Important Points to Remember While Calculating Entropy

• Being an extensive property of matter, the scale of entropy depends on the extent or size of the system.

• A maximum amount of entropy could be observed in an isolated system.

• Entropy is higher/increases in a system with high temperature and a high amount of chemical reactions.

• The order of entropy for various states of matter is Gas > Liquid > Solid

• The following table gives important insights into the process based on the total change in entropy.

• For a spontaneous, i.e., irreversible reaction, no outside energy source is required to drive the reaction in a particular manner. Due to the nil involvement of external energy, the entropy of the system increases, i.e., $\Delta {{S}_{Total}}>0$.

• Similarly, for a non-spontaneous reaction, an external energy source is required to achieve the required results. In such cases, the entropy of the system decreases due to the involvement of an external source.

• In an equilibrium reaction, no change in disorderliness can be observed, leading to a constant zero change in entropy.

• The change in entropy of a reversible adiabatic process is zero, i.e., \[\Delta {{S}_{~}}=\text{ }0\]  since q = 0. This means that the process is occurring in a constant entropy situation. 

• During an exothermic reaction, \[\Delta {{S}_{surrounding}}\] is positive leading to a positive \[\Delta {{S}_{Total}}\]. Hence exothermic reactions are spontaneous in nature.

• During an endothermic reaction although \[\Delta {{S}_{surrounding}}\] is negative, \[\Delta {{S}_{system}}\] is positive leading to a positive \[\Delta {{S}_{Total}}\]. Hence an endothermic reaction is also spontaneous.

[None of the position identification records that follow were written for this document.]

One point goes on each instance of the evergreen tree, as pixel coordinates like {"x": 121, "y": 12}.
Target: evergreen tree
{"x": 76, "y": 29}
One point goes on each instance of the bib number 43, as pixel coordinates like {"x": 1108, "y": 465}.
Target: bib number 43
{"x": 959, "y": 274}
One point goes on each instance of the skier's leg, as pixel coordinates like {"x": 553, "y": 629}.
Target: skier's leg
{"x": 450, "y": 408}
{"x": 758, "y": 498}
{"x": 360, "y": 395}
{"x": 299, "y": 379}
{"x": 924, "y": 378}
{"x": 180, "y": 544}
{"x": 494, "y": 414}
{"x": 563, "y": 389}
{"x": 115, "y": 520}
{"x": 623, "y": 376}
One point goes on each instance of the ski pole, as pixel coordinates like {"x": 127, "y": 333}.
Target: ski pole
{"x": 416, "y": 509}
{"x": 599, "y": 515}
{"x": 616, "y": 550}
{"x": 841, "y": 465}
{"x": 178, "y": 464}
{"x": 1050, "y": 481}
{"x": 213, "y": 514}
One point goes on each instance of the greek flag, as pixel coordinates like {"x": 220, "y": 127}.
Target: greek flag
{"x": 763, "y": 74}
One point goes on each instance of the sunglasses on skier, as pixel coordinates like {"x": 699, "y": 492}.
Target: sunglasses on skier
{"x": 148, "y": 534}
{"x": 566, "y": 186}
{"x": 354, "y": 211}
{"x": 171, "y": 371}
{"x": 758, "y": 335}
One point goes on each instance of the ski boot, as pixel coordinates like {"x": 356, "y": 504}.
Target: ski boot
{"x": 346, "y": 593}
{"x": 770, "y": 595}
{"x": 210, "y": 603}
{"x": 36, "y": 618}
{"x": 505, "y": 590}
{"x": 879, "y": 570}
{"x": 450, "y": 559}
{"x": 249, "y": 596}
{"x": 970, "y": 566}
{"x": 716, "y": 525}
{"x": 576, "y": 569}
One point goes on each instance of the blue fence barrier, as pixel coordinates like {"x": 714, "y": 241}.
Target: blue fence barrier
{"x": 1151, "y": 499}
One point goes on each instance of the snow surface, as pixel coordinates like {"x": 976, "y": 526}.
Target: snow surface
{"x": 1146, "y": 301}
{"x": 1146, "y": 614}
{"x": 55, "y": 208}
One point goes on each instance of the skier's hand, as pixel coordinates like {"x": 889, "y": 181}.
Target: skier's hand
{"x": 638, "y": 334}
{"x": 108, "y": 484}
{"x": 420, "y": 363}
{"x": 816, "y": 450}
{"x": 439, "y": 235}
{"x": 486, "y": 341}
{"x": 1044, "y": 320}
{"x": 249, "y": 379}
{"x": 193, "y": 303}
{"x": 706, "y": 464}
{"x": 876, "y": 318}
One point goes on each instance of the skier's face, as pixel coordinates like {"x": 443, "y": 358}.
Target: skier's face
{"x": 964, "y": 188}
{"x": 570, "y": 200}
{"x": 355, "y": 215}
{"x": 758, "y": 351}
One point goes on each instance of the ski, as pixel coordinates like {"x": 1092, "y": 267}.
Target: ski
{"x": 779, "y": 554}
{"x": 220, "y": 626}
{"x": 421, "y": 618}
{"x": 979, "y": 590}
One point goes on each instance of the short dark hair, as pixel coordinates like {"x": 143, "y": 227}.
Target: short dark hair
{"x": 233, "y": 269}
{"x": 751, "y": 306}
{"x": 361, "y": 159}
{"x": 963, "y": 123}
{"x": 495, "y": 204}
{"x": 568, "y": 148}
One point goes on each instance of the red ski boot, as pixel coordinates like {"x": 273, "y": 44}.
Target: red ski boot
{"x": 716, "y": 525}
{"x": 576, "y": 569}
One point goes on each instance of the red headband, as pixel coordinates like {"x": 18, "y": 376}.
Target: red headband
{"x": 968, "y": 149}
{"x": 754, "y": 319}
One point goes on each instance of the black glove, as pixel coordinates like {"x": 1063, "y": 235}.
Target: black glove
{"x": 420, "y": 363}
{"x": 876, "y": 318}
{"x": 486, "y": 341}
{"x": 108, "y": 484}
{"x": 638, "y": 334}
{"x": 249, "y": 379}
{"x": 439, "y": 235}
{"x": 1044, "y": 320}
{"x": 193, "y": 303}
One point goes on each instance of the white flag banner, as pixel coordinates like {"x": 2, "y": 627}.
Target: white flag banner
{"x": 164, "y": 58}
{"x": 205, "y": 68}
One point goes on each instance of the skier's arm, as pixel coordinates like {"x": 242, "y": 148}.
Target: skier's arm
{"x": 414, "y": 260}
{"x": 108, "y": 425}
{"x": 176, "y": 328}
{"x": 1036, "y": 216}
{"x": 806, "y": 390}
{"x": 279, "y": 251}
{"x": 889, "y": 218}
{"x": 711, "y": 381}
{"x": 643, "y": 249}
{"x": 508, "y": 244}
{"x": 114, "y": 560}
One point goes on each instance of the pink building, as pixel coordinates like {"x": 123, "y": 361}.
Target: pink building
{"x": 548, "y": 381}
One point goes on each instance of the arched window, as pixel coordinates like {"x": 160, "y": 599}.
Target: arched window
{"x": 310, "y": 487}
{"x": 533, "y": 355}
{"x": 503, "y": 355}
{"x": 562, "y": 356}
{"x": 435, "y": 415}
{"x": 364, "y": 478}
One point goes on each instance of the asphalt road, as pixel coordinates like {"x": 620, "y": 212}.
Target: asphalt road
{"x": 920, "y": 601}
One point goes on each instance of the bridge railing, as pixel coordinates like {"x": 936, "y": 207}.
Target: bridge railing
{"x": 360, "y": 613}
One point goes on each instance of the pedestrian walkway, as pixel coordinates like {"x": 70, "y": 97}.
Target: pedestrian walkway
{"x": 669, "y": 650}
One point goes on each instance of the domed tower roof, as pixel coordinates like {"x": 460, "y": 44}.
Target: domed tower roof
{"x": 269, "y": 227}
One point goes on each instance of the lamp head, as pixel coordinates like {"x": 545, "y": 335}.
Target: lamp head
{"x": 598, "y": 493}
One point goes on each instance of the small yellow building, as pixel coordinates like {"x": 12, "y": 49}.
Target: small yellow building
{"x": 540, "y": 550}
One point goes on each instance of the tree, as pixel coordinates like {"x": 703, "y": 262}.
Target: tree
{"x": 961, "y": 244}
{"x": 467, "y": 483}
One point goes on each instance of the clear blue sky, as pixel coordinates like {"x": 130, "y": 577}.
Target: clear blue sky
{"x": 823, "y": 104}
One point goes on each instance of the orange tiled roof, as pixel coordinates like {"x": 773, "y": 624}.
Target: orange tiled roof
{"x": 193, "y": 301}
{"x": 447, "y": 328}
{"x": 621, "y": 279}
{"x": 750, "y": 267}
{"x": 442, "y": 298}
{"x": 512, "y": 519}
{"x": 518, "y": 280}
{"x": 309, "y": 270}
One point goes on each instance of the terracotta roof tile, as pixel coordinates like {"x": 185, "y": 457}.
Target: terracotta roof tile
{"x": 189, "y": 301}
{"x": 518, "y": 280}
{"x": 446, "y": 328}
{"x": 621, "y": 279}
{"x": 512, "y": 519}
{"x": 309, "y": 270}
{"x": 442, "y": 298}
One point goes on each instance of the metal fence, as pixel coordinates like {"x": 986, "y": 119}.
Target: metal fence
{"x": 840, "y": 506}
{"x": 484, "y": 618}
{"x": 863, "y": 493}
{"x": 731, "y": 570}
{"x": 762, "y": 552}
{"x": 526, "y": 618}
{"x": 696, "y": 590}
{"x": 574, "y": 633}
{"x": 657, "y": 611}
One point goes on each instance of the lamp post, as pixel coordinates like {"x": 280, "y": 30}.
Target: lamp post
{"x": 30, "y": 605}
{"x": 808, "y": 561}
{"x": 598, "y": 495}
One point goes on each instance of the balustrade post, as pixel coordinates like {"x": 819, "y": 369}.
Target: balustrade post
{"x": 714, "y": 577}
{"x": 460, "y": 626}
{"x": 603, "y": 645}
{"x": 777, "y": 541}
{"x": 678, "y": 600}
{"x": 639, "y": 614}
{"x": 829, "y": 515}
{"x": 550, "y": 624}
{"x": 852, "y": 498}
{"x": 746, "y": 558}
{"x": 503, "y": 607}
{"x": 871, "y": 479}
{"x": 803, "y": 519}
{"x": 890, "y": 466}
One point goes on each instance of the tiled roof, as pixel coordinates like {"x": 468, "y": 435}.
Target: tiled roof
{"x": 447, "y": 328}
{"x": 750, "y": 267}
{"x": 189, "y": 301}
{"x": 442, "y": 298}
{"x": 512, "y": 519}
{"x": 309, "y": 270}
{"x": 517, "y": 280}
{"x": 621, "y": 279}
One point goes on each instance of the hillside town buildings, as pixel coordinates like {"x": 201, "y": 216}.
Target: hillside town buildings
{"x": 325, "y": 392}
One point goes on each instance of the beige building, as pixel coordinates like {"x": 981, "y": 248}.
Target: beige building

• Change in entropy is a better and more accurate measure of spontaneity as compared to free energy because the former takes into account both the system and the surroundings. 

Summary

Entropy is a quantitative measure of randomness or disorderliness of a system. It considers the temperature or energy changes associated with both the system and the surroundings. The total entropy in any problem is the sum of the change in entropy of the system and the surrounding. Based on the result of a change in entropy, the spontaneity of a system can be determined. The SI Unit of entropy is J/K, and it is an extensive characterisation of the matter.